Analyst: Email will lose ground to social networks

Gartner recently published a list of five new predictions about “social software” that show mix of optimism and pessimism about whether these tools will be embraced by businesses.

The most grandiose prediction is the first — that by 2014, social networking services will replace email as the primary communication tool for 20 percent of business users. Companies will either build out their own corporate social networks, or they will allow greater use of existing networks for work, Gartner says. Over time, a sizable minority users will rely less on email and more on social tools, especially for status updates and tracking down a coworker with the right expertise.

Now, even if that 20 percent prediction comes true, there will still be many more people using email. Nonetheless, Gartner suggests that social networking sites will cause a major shift in the way businesses communicate. Last May, Gartner analyst Matt Maoz expressed similar ideas more forcefully in a blog post titled, “Email is dead, taken out by Twitter, chat and communities,” though though the statement sounds less over-the-top when you look beyond the headline, see he was focused mostly on customer service.

“The combination of chat, advanced self service and knowledge cases, together with community case / problem identification and resolution … and now Twitter, mean that email as a way of customers contacting us for support will begin a slow slide,” Maoz wrote. “That isn’t to say it will disappear, but it will take on a Zombie state of the undead.”

In the new predictions, research Gartner also argues that the distinction between email and social networks is disappearing, with social networks adding email-like capabilities while email adds social data. Perhaps, mutation and evolution, rather than zombification, might make for a more a more accurate metaphor of what’s to come, where eventually social networking and email become one and the same.

Given the above predictions, you might think Gartner would be optimistic about microblogging, and sure, it says that by 2012, 50 percent of enterprises will be using activity streams with a microblogging components — basically, team members will be sharing status updates. However, most of those companies won’t be using microblogging-focused tools such as Yammer (which just raised another $10 million), and enterprise microblogging services will only see 5 percent market penetration, Gartner says.

Why the disconnect? Twitter took off because of its scale, the firm says. In other words, when you’ve got millions of users, there will be probably be a number of folks tweeting things you find interesting. That dynamic doesn’t carry over when the entire user base exists within one company.

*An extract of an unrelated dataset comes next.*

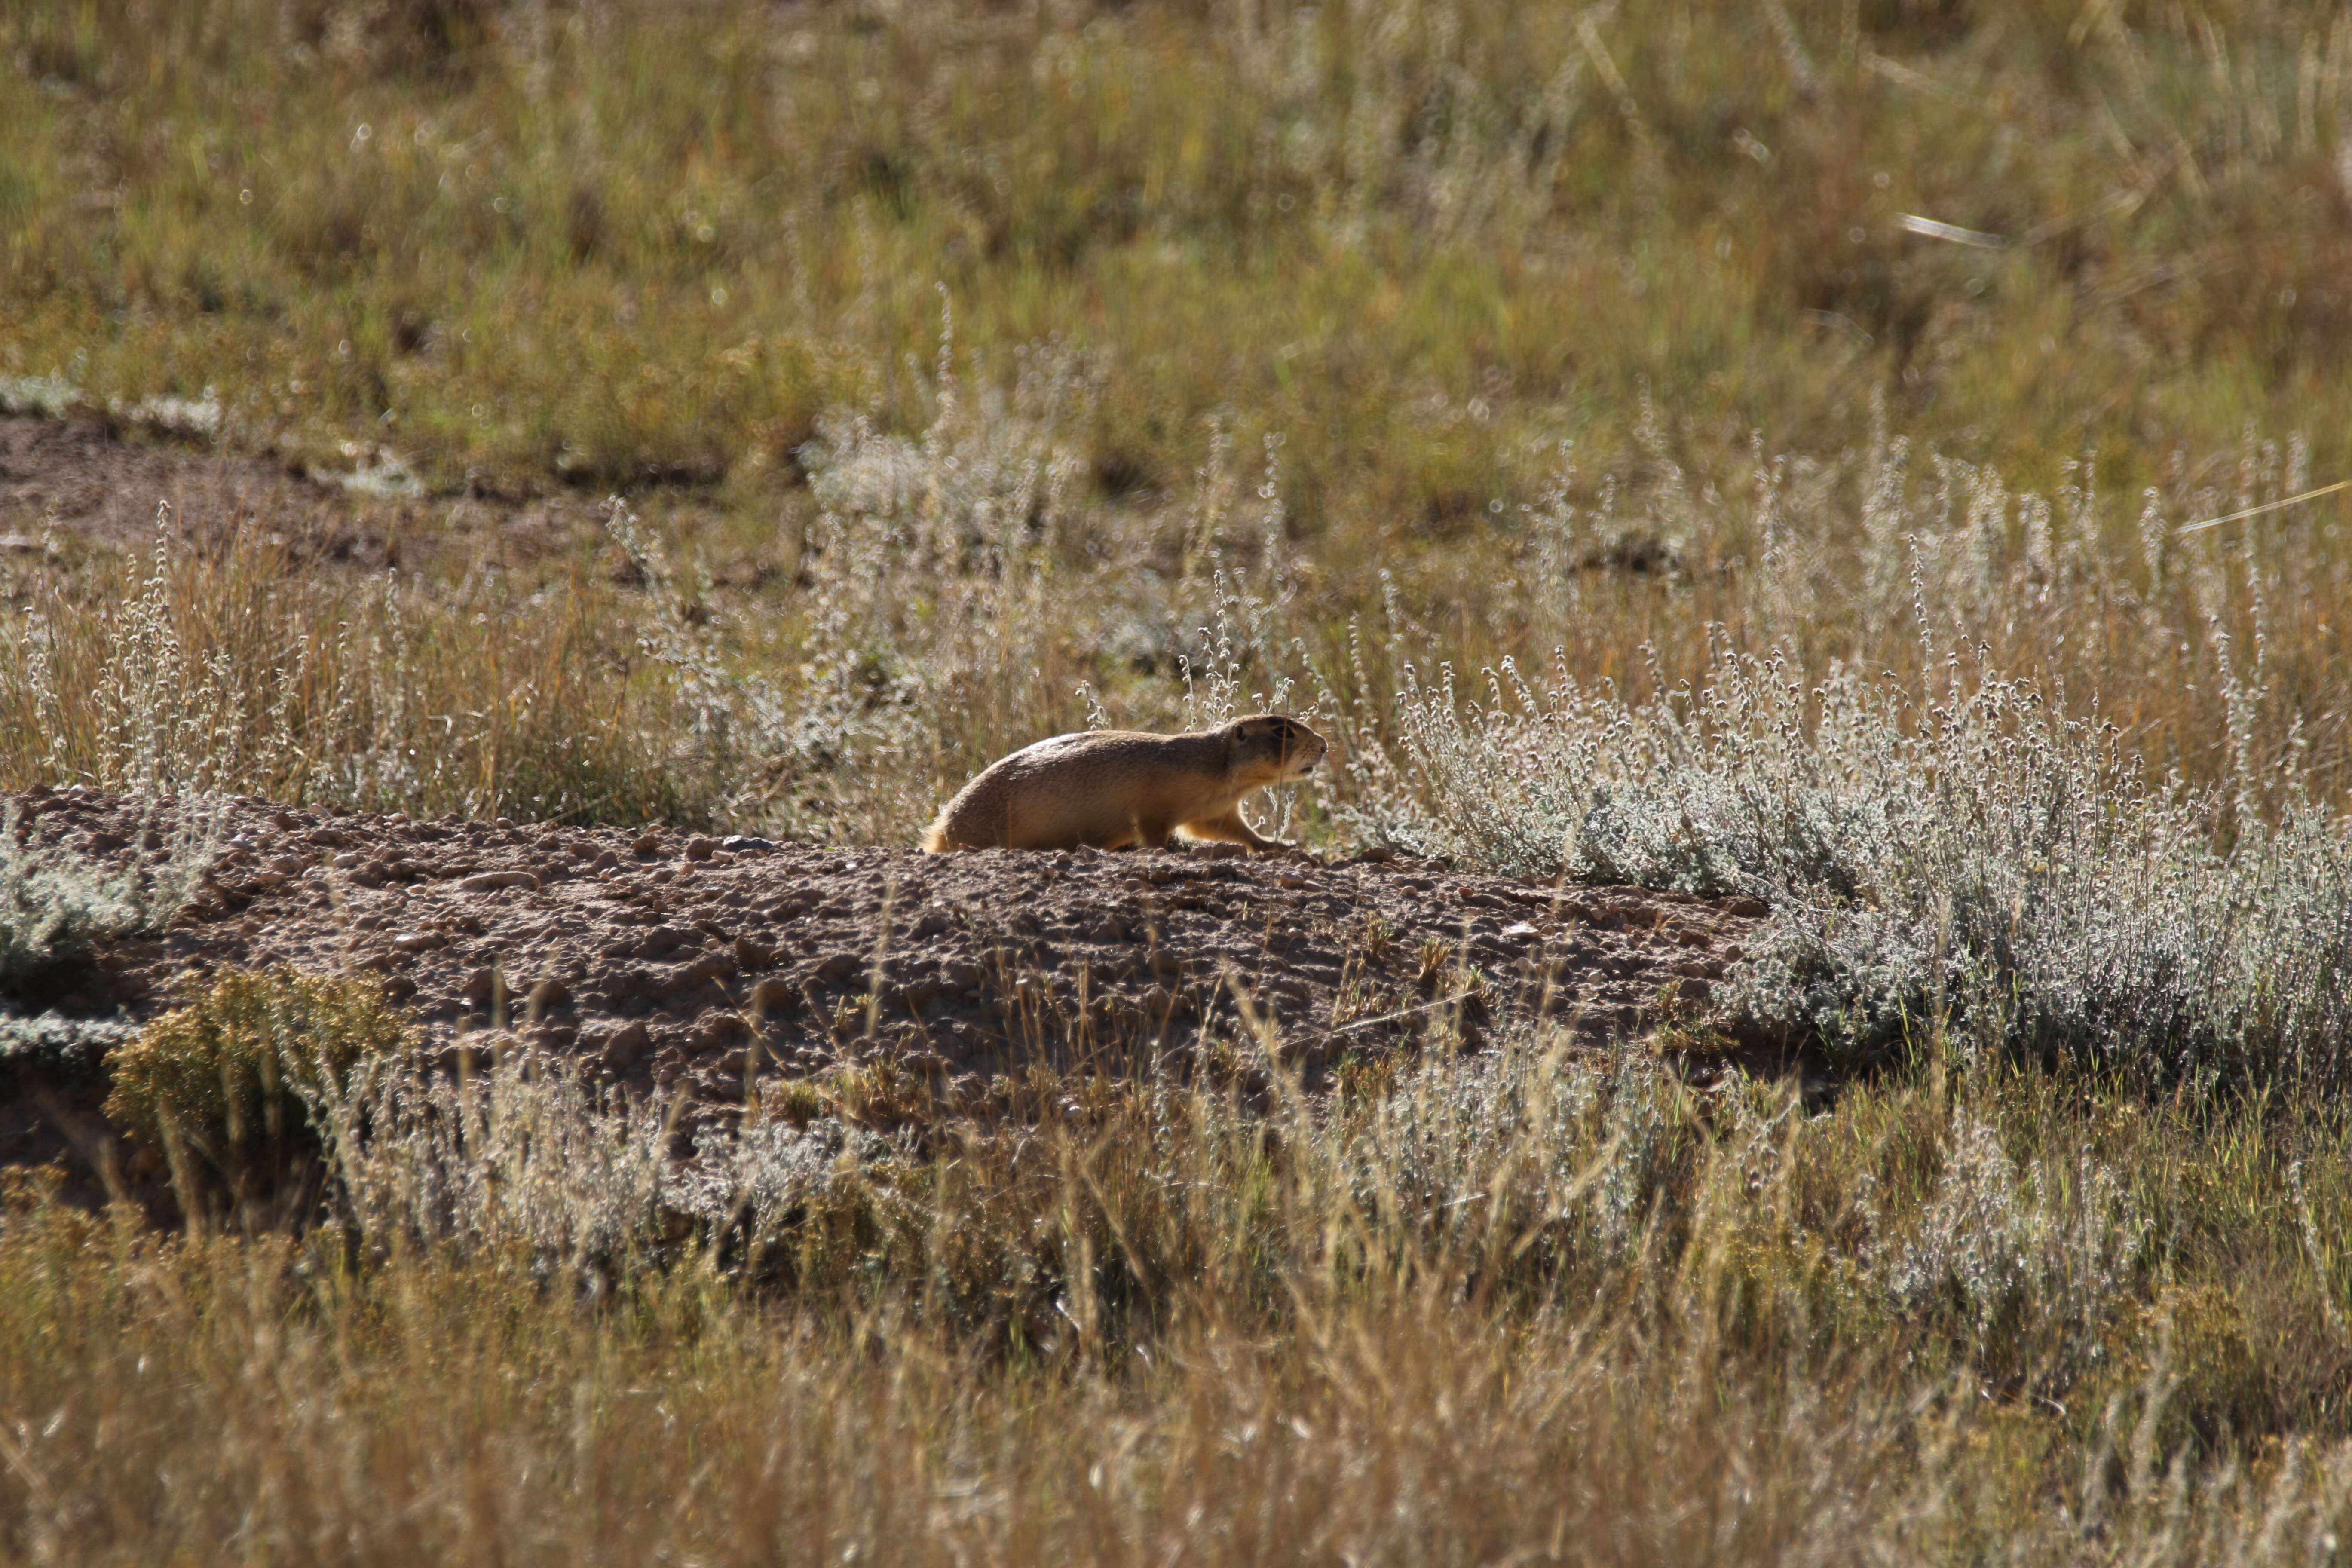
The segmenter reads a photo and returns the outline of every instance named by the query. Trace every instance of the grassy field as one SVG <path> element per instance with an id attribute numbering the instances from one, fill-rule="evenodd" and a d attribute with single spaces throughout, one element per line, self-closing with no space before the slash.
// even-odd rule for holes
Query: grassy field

And here’s the full list of predictions:

  • By 2014, social networking services will replace e-mail as the primary vehicle for interpersonal communications for 20 percent of business users.
  • By 2012, over 50 percent of enterprises will use activity streams that include microblogging, but stand-alone enterprise microblogging will have less than 5 percent penetration.
  • Through 2012, over 70 percent of IT-dominated social media initiatives will fail.
  • Within five years, 70 percent of collaboration and communications applications designed on PCs will be modeled after user experience lessons from smartphone collaboration applications.
  • Through 2015, only 25 percent of enterprises will routinely utilize social network analysis to improve performance and productivity.